5.2.3.7 Tackling the Third objective: Gurobi results
Gurobi provides information regarding the current gap achieved while performing the optimisation. In the experiments, Gurobi is set up to report the gap reduction every 15 seconds. When a gap reduction is achieved, the method used is reported by the solver. The objective in this set of experiments is to identify which method is used by Gurobi when finding better solutions for each instance. For every new feasible solution Gurobi reports whether the solution was found by branching or by heuristics as specified in the reference manual of the solver Inc. (2013). If most of the time new feasible solutions are found by heuristics, it would justify developing a tailored one for WSRP. In all previous experiments, without exemption Gurobi found more gap improvements when using heuristics. It is expected that MIP heuristics find more feasible solutions than the branching process for the VRPTW. The adaptations to the data set and modification of the VRPTW model to tackle WSRP have similar results. In fact, the number of times a heuristic within Gurobi finds a better solution is in general larger for instances that include the additional constraints in the WSRP instances.

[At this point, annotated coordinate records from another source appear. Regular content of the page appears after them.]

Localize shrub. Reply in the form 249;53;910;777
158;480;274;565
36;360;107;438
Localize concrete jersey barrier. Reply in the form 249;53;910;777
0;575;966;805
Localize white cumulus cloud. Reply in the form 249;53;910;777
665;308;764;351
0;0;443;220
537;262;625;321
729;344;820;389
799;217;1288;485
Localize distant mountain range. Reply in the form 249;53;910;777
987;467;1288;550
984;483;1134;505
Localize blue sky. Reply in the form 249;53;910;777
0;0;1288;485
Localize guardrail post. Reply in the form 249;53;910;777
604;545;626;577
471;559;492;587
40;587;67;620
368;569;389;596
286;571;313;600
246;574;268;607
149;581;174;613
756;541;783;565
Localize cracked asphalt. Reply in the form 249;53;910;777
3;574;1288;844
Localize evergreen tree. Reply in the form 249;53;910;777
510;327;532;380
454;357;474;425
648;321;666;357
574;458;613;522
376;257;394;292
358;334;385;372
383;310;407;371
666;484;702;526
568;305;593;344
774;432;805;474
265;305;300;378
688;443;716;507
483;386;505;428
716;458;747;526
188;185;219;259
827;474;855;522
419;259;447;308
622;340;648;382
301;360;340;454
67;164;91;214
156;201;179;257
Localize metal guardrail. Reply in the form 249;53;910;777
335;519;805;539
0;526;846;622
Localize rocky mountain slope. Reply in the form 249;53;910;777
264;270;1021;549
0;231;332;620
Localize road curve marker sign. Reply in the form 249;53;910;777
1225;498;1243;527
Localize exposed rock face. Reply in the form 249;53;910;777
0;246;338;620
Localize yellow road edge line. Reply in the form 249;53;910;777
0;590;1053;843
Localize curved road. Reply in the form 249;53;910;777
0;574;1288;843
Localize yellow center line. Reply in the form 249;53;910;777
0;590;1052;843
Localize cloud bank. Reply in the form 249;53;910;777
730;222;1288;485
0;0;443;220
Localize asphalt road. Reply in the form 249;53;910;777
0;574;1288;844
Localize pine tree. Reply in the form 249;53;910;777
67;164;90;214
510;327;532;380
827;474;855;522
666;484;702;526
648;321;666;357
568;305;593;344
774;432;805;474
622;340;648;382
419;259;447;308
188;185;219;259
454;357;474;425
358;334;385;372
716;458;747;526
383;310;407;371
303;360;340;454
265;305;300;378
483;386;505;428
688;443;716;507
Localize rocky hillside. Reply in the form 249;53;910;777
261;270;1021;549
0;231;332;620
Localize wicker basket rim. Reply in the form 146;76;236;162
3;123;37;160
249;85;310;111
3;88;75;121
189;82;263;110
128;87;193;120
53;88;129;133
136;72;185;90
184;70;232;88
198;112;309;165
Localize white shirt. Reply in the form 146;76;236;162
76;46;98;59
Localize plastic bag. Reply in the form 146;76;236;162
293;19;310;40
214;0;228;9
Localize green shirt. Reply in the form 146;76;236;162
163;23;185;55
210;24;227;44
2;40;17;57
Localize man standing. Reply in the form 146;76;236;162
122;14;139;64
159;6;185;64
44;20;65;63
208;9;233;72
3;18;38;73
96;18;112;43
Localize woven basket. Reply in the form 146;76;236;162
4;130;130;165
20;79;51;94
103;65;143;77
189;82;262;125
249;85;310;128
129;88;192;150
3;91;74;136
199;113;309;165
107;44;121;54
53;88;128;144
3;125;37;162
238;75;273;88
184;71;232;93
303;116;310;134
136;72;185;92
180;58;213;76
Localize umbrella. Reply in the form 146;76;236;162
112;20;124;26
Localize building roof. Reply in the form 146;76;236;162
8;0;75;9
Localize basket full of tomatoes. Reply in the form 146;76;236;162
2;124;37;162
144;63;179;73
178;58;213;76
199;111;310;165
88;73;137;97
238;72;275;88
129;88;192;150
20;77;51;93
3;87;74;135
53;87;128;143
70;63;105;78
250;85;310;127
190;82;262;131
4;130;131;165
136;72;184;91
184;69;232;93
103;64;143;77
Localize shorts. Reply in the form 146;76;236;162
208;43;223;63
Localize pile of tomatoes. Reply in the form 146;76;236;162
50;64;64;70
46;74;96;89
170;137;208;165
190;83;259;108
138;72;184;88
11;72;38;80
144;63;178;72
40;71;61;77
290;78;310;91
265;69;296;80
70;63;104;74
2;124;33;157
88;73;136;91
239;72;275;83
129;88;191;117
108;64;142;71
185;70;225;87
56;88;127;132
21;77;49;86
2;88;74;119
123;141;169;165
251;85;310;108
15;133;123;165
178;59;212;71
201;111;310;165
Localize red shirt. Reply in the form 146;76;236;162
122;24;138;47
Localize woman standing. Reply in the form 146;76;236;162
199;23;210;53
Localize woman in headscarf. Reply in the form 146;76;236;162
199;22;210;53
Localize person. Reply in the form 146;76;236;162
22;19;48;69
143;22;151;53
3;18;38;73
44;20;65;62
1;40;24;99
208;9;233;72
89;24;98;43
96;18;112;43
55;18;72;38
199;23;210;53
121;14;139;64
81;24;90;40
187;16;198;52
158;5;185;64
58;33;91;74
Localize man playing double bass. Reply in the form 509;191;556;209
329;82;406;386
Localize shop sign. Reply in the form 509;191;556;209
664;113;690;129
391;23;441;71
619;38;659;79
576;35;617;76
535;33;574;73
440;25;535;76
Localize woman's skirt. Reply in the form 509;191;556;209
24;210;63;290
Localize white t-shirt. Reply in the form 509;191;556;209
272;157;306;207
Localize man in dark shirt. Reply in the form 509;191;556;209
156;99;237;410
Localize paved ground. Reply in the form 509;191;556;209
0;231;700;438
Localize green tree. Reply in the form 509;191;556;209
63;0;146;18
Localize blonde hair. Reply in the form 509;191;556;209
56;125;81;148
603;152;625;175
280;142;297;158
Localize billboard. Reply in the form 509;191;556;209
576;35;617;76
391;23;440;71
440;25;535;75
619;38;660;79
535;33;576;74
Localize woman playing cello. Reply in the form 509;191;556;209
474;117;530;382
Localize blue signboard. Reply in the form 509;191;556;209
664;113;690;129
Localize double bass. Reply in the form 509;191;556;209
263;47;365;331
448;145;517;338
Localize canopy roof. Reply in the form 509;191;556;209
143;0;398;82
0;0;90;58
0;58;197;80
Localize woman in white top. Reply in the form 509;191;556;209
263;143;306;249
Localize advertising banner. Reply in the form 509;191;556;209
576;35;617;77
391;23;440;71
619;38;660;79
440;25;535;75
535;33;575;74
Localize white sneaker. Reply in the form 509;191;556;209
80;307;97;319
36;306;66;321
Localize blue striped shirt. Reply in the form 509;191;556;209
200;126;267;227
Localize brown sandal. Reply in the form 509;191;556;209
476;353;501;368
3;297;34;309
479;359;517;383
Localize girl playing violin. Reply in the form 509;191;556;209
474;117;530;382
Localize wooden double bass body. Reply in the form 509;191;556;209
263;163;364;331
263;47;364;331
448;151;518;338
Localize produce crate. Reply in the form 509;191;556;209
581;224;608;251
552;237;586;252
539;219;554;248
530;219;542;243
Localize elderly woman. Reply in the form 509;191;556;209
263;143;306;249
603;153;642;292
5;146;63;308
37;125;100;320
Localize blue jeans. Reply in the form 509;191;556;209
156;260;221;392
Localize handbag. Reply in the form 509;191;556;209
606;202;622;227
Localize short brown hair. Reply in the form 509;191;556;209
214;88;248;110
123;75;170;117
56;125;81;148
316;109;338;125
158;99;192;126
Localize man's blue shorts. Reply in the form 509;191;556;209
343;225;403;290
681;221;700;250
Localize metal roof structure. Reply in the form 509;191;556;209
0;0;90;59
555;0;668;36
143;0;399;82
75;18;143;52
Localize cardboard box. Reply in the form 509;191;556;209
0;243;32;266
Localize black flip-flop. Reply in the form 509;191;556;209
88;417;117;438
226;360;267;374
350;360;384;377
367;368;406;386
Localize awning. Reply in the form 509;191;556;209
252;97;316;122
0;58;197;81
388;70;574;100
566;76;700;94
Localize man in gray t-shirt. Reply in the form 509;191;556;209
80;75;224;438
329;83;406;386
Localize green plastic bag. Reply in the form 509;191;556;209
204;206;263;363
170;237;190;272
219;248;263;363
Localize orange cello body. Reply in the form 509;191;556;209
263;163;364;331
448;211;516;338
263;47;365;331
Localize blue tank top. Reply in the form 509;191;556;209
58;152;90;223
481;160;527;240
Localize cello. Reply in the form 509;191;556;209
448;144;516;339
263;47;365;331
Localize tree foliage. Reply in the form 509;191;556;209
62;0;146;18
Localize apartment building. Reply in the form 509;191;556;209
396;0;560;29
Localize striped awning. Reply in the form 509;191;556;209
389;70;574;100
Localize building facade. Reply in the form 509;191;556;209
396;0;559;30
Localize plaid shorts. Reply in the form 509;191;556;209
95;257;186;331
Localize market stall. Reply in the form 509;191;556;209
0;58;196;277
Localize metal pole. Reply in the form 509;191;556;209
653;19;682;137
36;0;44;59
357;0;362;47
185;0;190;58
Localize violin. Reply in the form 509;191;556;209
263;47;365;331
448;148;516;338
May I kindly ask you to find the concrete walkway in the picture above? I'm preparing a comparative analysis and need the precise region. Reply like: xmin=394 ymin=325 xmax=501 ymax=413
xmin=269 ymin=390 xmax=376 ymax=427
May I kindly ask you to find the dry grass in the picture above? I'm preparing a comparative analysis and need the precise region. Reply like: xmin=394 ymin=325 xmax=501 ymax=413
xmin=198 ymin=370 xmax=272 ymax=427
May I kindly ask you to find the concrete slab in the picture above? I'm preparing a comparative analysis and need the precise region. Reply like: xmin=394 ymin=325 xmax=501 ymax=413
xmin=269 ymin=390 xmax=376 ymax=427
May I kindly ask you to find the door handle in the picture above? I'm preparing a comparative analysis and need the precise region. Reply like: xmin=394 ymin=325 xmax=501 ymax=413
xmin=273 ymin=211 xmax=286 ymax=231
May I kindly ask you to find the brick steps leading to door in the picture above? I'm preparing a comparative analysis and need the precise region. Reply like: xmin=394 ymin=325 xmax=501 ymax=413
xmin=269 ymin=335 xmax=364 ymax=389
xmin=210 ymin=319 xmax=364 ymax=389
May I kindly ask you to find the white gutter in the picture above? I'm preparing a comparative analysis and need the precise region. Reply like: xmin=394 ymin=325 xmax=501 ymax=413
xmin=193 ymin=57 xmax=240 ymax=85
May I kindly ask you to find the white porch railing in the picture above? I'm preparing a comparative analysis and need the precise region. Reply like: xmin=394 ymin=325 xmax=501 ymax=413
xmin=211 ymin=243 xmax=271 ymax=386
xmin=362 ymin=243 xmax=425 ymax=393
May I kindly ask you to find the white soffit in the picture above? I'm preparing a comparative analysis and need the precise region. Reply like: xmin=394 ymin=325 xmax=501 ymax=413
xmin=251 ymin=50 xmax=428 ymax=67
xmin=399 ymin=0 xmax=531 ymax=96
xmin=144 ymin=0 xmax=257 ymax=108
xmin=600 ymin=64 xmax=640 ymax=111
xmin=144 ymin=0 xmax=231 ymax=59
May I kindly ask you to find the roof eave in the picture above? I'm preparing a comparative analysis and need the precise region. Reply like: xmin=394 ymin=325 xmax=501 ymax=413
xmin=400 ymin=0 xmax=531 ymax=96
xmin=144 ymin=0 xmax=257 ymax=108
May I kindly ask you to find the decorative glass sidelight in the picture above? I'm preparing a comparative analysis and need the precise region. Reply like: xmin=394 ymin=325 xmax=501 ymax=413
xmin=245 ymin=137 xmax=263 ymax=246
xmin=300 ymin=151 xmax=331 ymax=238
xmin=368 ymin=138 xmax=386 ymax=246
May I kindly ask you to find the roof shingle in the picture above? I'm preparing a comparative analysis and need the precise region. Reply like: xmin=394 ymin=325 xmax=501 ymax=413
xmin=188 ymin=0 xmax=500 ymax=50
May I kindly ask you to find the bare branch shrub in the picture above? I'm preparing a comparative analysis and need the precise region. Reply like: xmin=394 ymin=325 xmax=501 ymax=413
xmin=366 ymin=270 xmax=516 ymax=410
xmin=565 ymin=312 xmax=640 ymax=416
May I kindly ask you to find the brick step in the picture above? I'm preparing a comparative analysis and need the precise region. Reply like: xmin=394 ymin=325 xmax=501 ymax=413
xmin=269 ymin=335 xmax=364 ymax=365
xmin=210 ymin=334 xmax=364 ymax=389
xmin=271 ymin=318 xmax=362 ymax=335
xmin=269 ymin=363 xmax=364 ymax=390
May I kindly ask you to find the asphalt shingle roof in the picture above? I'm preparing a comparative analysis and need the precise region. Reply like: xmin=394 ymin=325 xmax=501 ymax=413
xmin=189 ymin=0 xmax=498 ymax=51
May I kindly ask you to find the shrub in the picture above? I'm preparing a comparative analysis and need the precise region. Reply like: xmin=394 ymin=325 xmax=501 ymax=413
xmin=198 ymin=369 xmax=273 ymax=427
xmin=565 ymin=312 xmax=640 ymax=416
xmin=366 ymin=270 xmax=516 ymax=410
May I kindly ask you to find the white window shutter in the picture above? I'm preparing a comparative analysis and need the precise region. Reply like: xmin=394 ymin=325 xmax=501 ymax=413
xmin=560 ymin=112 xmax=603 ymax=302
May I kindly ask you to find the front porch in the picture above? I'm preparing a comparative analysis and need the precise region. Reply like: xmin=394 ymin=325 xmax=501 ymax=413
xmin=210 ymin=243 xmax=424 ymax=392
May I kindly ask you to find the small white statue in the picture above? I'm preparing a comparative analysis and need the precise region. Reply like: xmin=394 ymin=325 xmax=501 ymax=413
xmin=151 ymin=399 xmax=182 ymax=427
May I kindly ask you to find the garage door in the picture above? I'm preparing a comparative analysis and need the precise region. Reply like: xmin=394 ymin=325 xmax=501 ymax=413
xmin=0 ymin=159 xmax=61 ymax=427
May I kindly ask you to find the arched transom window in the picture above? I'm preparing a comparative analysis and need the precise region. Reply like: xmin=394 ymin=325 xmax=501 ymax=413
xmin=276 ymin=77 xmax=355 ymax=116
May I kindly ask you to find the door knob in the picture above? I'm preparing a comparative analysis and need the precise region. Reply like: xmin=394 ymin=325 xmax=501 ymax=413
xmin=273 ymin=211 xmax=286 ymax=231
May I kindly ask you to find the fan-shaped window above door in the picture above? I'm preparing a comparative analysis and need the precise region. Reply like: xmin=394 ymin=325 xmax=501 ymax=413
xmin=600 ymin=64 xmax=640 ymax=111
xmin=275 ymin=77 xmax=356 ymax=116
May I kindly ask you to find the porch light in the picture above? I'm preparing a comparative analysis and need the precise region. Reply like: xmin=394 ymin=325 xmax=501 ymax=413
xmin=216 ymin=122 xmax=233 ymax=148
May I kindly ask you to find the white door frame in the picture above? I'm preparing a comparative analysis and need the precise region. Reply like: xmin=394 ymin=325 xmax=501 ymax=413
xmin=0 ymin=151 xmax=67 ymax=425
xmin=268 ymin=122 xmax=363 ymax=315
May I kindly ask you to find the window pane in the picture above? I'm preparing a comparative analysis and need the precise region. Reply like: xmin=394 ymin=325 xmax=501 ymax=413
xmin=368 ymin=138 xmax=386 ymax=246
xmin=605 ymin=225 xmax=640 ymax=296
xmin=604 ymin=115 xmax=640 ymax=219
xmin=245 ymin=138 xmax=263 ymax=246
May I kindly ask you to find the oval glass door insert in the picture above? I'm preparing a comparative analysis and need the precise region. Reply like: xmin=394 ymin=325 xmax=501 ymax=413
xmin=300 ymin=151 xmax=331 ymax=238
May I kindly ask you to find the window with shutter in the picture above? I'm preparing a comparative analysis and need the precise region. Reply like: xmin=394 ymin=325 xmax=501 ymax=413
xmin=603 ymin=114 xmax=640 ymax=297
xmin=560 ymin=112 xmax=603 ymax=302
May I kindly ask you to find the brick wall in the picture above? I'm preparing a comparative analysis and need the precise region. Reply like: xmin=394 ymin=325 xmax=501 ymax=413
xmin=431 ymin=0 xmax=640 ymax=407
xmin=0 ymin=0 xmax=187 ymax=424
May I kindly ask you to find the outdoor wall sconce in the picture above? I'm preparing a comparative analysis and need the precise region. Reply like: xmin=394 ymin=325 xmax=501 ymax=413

Table 5.3 summarises the number of times a gap reduction was achieved for every group of instances in all experiments. The table has four rows but split in two parts vertically, each part has three groups of instances. Note that the second row in each part, marked with (*), refers to all instances without the teaming and time-dependent activities constraints. The third row in each part shows the 79 instances that timed out after 15 minutes in the first set of experiments but then executed for up to 60 minutes. The number in parentheses after the time limit is the number of instances used in that set of experiments. In all groups there are more gap reductions achieved by heuristics than by branching (H/B values).